Plant Profiles Verticordia Genus

The verticordia genus is endemic to Australia with the majority of the 97 species occurring in the south west corner of the country. One species is found on the Eyre Peninsula in South Australia and three in the tropical north of the Northern Territory and Western Australia. All verticordias are woody shrubs with small leaves which contain oil glands. Verticordias (common name feather-flower) belong to the myrtle family Myrtaceae. They prefer an acid soil and are found on sandy or gravelly soils on sand heaths and shrubland.

They are popular in floral arrangements and research is being undertaken to enable commercial propagation to be more successful. Some species are being grafted onto Darwinia citriodora rootstock.

The leaves appear in alternating pairs and the attractive flowers come in a range of whites, yellows, red and mauves. The feathery appearance of the flowers comes from the deep divisions of the calyx. The petals may also be lobed or divided.
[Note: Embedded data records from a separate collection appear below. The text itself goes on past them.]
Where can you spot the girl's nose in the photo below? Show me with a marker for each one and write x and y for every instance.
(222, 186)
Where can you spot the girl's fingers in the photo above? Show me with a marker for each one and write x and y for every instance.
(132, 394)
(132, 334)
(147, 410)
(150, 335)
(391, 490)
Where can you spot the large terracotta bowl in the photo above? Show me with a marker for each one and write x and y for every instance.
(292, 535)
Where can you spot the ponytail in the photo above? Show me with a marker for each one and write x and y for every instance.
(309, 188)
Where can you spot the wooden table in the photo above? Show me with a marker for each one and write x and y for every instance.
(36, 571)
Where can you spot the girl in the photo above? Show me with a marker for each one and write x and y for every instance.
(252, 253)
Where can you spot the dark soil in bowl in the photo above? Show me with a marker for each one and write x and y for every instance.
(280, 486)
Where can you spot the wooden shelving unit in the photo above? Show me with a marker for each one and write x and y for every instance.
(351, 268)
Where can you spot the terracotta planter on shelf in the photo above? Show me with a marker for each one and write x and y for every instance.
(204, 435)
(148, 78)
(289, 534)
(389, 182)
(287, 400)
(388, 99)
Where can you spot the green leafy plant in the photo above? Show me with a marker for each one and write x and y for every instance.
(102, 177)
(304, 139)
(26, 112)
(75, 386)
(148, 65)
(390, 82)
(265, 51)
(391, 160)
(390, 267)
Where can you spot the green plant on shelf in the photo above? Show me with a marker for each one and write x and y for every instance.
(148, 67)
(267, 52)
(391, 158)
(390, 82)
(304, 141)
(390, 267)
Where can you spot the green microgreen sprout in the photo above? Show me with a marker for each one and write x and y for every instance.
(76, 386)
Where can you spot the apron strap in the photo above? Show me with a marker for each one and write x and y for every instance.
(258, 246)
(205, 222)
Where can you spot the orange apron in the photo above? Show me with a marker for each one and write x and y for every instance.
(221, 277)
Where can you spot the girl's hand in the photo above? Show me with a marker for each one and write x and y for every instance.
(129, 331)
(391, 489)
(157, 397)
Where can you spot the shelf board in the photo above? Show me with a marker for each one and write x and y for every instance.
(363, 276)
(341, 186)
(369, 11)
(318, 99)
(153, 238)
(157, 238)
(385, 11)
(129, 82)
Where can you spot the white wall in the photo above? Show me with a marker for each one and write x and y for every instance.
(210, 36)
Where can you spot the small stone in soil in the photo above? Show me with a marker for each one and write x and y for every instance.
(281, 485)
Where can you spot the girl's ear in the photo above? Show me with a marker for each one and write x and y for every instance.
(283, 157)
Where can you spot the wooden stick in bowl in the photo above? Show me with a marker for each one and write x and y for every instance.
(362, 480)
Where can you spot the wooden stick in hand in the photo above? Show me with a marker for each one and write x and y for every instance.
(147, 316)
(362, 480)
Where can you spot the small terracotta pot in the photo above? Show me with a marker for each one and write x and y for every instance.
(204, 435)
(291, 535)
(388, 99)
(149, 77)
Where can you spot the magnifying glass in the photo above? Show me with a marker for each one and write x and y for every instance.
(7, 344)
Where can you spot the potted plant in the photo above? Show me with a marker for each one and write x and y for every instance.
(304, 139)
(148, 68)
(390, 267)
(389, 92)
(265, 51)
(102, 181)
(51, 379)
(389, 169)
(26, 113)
Verticordia chrysantha grows to 60cm with a similar spread. It has an erect habit and hails from the sandplain region of southern Western Australia. The leaves are small and linear. During spring, feathery flowers appear as dense yellow blooms.

Verticordia monadelpha is a popular variety for floral arrangements. It is commonly known as the woolly featherflower as the petals are fringed with long cilia. The flowers are 10 to 15mm wide with colours ranging from white to dark pink. The smooth, fleshy leaves are 1 to 3cm long. This species is tolerant to frost and needs a well-drained, acid loam and a sunny site. With the right watering conditions, it may even flower twice a year. It is not so easy to grow in the eastern states, especially in more humid areas. Iron deficiencies in the soil account for some plants and collar rot can affect others during cooler seasons.

The woolly featherflower is dense and rounded, producing masses of flowers. It is an excellent choice for rock gardens, tubs or patio gardens. Tip pruning while young and after flowering will help retain a compact shape to the bush.

Verticordia grandiflora also grows to around 60cm but is found on sandplains to the north of Perth in Western Australia. It has narrow light green leaves and yellow flowers that darken to orange as they age. It is a spring flowering plant suitable for cultivation in zones 8 to 10.

Verticordia plumosa is also known as the plumed featherflower. It is another commonly cultivated verticordia. It has dense terminal heads of plum-pink flowers and a sweet honey fragrance. It can be variable in form with grey-green leaves to 6mm long and grows to 90cm.

Most verticordias do not do well if summer rainfall is too high or too frequent. As already stated, they do better in their native Western Australia and tend to be shorter lived in the eastern states.